Concuerdo con Rozitchner cuando insiste en el terror como sepulturero de la política. Pero intento impedir que el horror inducido por la represión del Estado borre la experiencia de una tradición de la que reniego críticamente. Me refiero a la incapacidad de pensar ante la amenaza de descalificación a la que se expone quien arriesga sacar los pies del plato, apartarse de la línea o hacerle el juego al enemigo. Mucho del enigma de la despolitización intelectual a la que asistimos tiene que ver con la vergüenza de habernos negado a dudar y haber defendido lo indefendible.
¿Qué hacer con la memoria de haber elogiado ese modelo de militancia por el que “un revolucionario debía asumirse como un muerto con licencia”? Un ser renunciante a los tiempos de su existencia en aras de una trascendencia histórica de la que era instrumento.
Si, como afirma Rozitchner, este país tiene una alianza con la muerte ¿cómo no rechazar el recurso a la muerte como manifestación de la política?
La impasse en torno de la situación de los presos de La Tablada es una cuestión política.

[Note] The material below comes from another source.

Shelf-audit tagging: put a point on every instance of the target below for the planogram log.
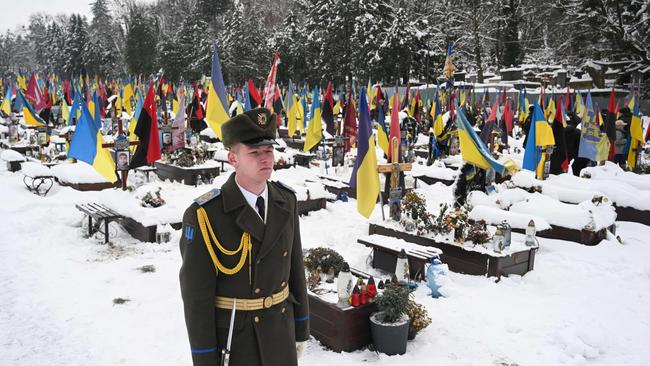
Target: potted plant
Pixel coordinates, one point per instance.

Por eso, la forma de posicionarse frente a su solución también lo es, es decir, no se salda recurriendo a racionalizaciones jurídicas o humanitaristas. ¿Cómo? Apelando a la experiencia. Ejercitando la memoria. Quienes confiamos en la política como construcción de futuro, debemos olvidar un pasado en el que la muerte podía ser un instrumento redentor. Para rescatar la memoria del olvido hay que recordar, rescatar del pasado una experiencia que sirva a la política del presente.

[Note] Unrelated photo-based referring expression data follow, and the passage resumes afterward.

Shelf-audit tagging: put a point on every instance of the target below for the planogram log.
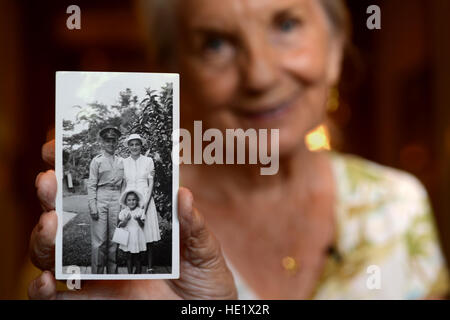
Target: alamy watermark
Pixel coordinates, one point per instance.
(256, 142)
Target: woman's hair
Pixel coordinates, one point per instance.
(159, 20)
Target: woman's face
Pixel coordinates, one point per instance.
(135, 147)
(257, 64)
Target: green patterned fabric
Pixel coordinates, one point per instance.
(385, 232)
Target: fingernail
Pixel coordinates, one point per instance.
(37, 179)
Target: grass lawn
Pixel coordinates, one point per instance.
(77, 237)
(76, 204)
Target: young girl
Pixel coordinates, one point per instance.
(132, 219)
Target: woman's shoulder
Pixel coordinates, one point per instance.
(384, 215)
(147, 160)
(356, 176)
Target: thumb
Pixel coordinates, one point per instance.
(198, 245)
(203, 271)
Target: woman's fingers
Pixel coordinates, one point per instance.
(198, 244)
(42, 243)
(203, 270)
(43, 287)
(48, 152)
(46, 187)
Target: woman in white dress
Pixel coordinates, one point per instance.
(139, 172)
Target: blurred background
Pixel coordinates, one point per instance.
(393, 104)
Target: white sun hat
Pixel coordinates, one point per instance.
(123, 197)
(134, 136)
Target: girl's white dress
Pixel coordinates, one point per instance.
(136, 239)
(139, 175)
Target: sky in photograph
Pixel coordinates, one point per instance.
(81, 88)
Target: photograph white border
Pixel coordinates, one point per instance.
(175, 268)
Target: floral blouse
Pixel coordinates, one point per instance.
(386, 245)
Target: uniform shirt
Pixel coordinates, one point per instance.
(105, 170)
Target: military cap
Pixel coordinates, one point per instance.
(110, 133)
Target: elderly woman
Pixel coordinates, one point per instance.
(327, 226)
(139, 172)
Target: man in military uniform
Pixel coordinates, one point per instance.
(104, 187)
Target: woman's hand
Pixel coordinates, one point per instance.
(203, 271)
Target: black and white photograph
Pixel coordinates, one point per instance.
(117, 182)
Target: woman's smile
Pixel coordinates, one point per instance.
(268, 112)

Ningún sacrificio debe servir de prenda política. Lograr impedir el triunfo del pasado muerto es intentar disuadir a quienes creen que su inmolación reparará errores, sancionará injusticias o renovará deseos o voluntades en proyectos superadores.

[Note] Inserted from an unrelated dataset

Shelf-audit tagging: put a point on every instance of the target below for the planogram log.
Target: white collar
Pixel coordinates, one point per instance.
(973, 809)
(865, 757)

Nadie tanto como Rozitchner ha señalado la necesidad de tomar como índice de la autenticidad de una intención política los comportamientosconcretos que llevan a verificarla. Es por eso que me permito mostrar la incongruencia entre responsabilizar al régimen por la masacre anunciada que se viene gestando y no recabar la cuota de participación en la misma que recaerá en quienes no hagan esfuerzos por convencer a los involucrados de la esterilidad política de su inmolación, como ya lo han intentado infructuosamente algunos organismos de derechos humanos. En momentos en que la sociedad vive la latencia de su previsible movilización frente a la crisis, la memoria debe servir para recordar la inutilidad de las heroicidades que deslumbran fugazmente, pero terminan opacando los caminos posibles de construcción de sujetos colectivos que no confíen en mártires o superhombres. Para la misma época del éxito letal de un militante del IRA un cementerio irlandés apareció embanderado con un cartel que preguntaba: ¿habrá vida antes que la muerte? Es un deber de nuestra memoria recordar que no hay política más allá de la vida.

* Psicoanalista, codirector de El Rodaballo.